O último relatório da Organização para a Cooperação e Desenvolvimento Económico (OCDE) sobre pensões prevê que os jovens que entraram no mercado em 2016 só se poderão reformar aos 68 anos.

Portugal está entre os países da Organização para a Cooperação e Desenvolvimento Económico onde os jovens terão de trabalhar até mais tarde para poderem reformar-se. O relatório Pensions at a Glance 2017, divulgado esta terça-feira, tem por base o que está escrito na lei e a previsível subida da esperança média de vida.

No relatório, a OCDE evidencia que este aumento causa pressão no nível de sustentabilidade das pensões e que irá conduzir a um aumento da idade ativa – para que o financiamento das pensões seja garantido.

A OCDE refere que com a atual legislação a idade normal da reforma em 2060 deverá aumentar em metade dos países da OCDE. Essa subida será, em média, de 1,5 anos no caso dos homens e de 2,1 anos para as mulheres.

Assim, os portugueses que tenham entrado no mercado de trabalho em 2016, poderão reformar-se aos 68 anos, caso a legislação não se altere. A OCDE avança ainda que os 68 anos dos portugueses estão no grupo de idades de reformas futuras mais tardias.

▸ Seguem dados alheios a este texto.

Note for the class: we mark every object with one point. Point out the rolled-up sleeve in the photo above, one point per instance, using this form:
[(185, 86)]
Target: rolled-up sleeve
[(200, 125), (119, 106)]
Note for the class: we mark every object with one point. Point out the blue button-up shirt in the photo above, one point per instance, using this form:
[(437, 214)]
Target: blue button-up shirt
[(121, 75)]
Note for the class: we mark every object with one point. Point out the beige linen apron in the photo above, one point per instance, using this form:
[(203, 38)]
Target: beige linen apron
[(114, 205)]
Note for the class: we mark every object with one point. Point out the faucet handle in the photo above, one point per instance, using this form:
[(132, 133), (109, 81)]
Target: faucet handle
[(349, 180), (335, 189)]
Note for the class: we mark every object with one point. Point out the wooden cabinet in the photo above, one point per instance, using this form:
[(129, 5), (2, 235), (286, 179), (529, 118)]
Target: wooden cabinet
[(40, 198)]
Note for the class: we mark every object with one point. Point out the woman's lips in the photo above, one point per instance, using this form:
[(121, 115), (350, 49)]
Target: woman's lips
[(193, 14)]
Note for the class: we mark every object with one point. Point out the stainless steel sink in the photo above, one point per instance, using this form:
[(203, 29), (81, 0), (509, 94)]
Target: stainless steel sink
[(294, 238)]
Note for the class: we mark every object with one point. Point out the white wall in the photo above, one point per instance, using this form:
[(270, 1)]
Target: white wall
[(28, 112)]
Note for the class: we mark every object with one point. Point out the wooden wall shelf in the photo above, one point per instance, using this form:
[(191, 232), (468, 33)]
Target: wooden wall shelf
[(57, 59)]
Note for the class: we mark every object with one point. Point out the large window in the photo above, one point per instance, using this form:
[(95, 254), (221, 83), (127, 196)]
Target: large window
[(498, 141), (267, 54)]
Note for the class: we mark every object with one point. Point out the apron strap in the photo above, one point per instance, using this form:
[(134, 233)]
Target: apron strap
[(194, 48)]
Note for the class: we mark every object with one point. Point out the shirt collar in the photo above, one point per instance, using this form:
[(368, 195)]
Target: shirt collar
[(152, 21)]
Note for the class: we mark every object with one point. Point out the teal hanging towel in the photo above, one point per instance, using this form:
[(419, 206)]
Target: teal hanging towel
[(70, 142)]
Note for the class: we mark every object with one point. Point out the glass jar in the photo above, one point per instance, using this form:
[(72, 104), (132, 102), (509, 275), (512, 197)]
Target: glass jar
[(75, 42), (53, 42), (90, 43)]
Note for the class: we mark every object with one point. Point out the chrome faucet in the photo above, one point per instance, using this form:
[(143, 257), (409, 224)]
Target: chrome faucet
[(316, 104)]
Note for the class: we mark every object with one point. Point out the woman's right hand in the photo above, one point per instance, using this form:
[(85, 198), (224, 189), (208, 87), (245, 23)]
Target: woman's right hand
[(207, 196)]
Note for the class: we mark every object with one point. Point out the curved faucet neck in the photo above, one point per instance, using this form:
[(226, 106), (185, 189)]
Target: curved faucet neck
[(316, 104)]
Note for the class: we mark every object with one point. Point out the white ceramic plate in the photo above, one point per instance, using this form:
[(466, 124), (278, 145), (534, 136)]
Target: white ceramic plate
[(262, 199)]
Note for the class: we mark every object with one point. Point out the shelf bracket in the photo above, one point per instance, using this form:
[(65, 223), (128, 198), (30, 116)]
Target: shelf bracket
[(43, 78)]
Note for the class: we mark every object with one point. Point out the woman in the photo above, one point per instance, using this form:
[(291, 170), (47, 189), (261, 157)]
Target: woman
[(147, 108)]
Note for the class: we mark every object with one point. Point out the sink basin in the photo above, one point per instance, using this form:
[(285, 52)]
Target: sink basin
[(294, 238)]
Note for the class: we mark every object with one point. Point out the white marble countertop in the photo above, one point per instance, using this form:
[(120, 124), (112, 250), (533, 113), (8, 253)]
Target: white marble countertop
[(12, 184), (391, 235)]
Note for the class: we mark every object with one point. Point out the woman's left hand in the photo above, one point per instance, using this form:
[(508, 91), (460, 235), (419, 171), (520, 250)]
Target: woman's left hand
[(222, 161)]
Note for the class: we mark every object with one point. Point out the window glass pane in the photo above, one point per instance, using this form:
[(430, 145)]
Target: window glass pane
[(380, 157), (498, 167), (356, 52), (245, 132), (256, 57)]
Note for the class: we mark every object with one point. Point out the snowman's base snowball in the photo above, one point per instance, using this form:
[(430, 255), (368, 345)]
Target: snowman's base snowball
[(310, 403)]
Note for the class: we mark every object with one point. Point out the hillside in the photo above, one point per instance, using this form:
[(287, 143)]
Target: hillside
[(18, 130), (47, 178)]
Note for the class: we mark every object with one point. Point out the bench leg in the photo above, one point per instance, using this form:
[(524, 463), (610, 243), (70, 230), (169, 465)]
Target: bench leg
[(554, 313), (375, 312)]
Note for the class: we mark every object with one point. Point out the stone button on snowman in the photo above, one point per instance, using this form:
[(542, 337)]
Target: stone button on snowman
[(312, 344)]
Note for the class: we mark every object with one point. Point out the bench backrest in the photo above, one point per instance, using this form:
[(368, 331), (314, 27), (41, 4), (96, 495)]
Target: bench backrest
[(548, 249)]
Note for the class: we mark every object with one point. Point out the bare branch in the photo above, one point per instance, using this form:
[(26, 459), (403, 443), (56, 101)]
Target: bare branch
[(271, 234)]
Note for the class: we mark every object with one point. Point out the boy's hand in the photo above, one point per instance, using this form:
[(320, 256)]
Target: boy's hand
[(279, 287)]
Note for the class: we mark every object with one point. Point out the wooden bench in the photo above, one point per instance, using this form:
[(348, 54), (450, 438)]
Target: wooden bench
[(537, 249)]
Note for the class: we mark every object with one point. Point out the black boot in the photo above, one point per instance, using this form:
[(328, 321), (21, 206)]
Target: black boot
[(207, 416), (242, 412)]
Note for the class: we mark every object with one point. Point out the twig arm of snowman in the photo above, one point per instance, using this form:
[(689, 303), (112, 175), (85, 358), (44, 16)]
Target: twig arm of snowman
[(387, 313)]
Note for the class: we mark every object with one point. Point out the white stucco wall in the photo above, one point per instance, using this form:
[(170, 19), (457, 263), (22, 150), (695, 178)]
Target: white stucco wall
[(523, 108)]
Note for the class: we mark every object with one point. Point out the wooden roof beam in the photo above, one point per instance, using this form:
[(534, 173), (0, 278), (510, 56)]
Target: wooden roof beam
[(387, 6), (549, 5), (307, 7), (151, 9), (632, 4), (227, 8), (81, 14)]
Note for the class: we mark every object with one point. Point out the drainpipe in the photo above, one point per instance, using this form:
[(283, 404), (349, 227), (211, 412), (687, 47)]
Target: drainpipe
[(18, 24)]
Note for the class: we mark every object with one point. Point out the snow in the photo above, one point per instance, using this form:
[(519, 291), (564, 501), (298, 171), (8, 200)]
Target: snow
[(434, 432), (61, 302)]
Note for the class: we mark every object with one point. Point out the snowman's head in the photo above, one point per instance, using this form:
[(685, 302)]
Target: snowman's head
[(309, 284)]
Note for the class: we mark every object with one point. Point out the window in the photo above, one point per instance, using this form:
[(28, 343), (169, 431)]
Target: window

Este ano, a idade de reforma é de 66 anos e três meses. No próximo ano, será de 66 anos e quatro meses e em 2019 prevê-se que seja de 66 anos e cinco meses.

Em 2060, a média de idades de reformas deve rondar os 66 anos. No entanto, há países onde os trabalhadores terão de estar inseridos no mercado de trabalho durante mais tempo. É o caso da Itália, Holanda e Dinamarca, que se prevê que ultrapassem a barreira dos 70 anos.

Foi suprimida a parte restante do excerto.